Disney or Original Fairy Tales?

For those of you who have read the original fairy tales that we all know in Disney form, I have a couple questions. I haven’t read any of them, so I’m interested in your impressions.

Which one was the most disturbing?

Which one was the most surprising?

Do you prefer the originals or the Disneyfied versions?

I would like to read them sometime when I have time. Also, are they short?

23 thoughts on “Disney or Original Fairy Tales?”

  1. I haven’t actually read many of the original fairy tales, but I can tell you that the Little Mermaid is pretty disturbing. @_@

    I love the Disney stories, but I also like a good creepy tale as well. ^_^

    1. Most of them are pretty disturbing. The things that came out of people’s minds in early industrial and pre-industrial Europe is surprising.

  2. Some of them have multiple “originals” Little Mermaid is the one I read most recently and, yes, disturbing!
    I’d suggest reading them though — most are pretty short.

      1. Luckily some of them are pretty short – you can take them one at a time 🙂 Hmm.. I should start reading them too… If I weren’t already participating in so many read-alongs maybe I’d think about starting one… Another time.. 🙂

  3. Disturbing? That would be “The Marsh King’s Daughter,” one of Anderson’s fairy tales. I honestly don’t know how that one could be Disneyfied without COMPLETELY changing it.

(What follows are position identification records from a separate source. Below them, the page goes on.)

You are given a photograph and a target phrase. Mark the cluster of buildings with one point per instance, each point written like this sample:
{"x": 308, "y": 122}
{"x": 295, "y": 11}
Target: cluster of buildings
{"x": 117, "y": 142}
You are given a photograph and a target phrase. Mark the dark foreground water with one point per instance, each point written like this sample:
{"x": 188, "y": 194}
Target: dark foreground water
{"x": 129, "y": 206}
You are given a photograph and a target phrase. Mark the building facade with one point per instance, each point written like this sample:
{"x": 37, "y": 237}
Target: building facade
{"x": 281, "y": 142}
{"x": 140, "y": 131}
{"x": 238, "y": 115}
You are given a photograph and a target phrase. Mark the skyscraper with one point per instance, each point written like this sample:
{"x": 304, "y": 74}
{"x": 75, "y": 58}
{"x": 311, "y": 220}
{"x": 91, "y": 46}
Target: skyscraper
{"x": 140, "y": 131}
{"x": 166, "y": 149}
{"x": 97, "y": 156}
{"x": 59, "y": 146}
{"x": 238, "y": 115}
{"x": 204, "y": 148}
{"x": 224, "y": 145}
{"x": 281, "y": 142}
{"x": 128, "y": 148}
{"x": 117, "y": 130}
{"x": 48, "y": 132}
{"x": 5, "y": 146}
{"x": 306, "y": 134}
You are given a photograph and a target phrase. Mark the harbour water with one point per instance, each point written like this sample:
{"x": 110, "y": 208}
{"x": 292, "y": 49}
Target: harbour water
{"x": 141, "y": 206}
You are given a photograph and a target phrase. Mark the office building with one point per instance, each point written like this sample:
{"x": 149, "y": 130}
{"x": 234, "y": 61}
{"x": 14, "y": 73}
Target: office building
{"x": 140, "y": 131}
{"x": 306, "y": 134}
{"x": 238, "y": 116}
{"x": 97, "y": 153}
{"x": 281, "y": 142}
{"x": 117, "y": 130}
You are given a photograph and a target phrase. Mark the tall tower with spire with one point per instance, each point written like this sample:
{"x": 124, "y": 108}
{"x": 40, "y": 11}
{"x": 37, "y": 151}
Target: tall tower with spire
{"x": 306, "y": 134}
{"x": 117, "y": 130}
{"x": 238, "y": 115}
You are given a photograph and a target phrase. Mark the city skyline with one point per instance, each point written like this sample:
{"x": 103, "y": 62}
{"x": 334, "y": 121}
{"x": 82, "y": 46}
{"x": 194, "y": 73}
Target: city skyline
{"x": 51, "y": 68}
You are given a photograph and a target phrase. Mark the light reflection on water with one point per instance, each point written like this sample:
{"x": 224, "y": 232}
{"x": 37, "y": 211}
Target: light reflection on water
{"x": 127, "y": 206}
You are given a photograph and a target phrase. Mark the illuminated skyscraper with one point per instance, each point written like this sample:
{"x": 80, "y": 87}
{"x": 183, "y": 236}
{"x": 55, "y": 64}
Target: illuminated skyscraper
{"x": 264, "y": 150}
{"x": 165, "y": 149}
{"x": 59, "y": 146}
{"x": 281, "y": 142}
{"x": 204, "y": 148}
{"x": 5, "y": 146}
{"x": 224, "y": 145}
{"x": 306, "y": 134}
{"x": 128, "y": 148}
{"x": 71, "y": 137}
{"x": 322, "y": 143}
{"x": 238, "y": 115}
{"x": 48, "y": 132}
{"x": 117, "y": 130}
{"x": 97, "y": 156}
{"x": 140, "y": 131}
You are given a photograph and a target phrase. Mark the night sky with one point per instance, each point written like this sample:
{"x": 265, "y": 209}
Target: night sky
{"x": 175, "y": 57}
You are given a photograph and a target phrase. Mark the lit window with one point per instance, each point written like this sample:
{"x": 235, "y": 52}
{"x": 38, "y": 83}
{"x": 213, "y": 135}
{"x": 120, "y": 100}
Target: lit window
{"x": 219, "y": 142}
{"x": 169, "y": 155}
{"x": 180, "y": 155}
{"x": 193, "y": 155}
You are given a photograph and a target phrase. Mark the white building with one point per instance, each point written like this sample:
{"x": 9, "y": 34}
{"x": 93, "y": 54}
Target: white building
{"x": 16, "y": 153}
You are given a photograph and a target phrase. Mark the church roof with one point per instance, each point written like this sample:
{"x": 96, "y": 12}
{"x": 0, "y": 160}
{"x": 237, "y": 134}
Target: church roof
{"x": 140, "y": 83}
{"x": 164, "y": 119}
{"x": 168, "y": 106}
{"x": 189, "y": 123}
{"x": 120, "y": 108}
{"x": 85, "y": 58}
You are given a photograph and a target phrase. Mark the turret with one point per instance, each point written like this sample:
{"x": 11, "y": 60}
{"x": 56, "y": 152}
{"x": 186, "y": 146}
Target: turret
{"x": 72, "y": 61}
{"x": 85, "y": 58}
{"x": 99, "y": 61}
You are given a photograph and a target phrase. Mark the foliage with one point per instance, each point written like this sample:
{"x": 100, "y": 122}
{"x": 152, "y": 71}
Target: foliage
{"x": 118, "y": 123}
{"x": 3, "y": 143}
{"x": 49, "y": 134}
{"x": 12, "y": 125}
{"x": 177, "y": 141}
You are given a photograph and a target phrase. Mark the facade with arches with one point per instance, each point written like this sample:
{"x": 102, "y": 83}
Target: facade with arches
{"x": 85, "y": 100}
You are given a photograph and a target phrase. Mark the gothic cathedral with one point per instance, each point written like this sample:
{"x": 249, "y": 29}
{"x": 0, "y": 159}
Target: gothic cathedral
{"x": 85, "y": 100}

    Sometimes I prefer the original versions of fairy tales, but sometimes I like the Disney versions better for one simple reason: the Disney versions lack the heavy-handed Christian moralizing of some of the originals. (Disney’s version of The Little Mermaid doesn’t contain nonsense about mermaids and other people not having souls — something about Anderson’s story that always bothered me.)

  4. There are often many regional versions — I work at a library with lots of children’s traditional tales and there can be a lot of similarly themed ones across vast swaths of the world. Stuff labeled ‘the Korean Cinderella’, etc. Disturbingness and just-plain-weirdness varies by culture. When I was younger, I read most of the Color Fairies books ( http://en.wikipedia.org/wiki/Andrew_Lang%27s_Fairy_Books ) which have pre-Disney versions of many many tales, though still written for children.

    1. Ah, those are probably adaptations of the originals. Makes me wonder if the original fairy tales were written for adults, or maybe to scare the hell out of children.

  5. Most original fairy tales are much more violent than the Disney versions. When I was studying German, we read the original Grimm version of “The Frog Prince.” The princess does not kiss the enchanted frog; she throws him against the wall because he wants to sleep on her pillow beside her. That is what breaks the spell.

    The older folk versions of the fairy tales are much richer in meaning than the Disney versions. Clarissa Pinkola Estes’s book “Women Who Run with the Wolves” contains many tales from different cultures and in-depth Jungian interpretations. I doubt Disney versions would yield that much meaning.

    And most tales are quite short – a few pages.

    1. I think the Disney versions were made to give both entertainment, and a more positive meaning. Though sometimes, the earlier Disney versions objectified women it seems.

  6. I seem to recall that in the original story, every step the Little Mermaid took was like walking barefoot on broken glass or shards. I doubt she’d have been singing much about that!

    1. I find it interesting that it was written only 63 years before Sleeping Beauty was written. Usually, a retelling doesn’t happen in such a short time, except for the most recent century.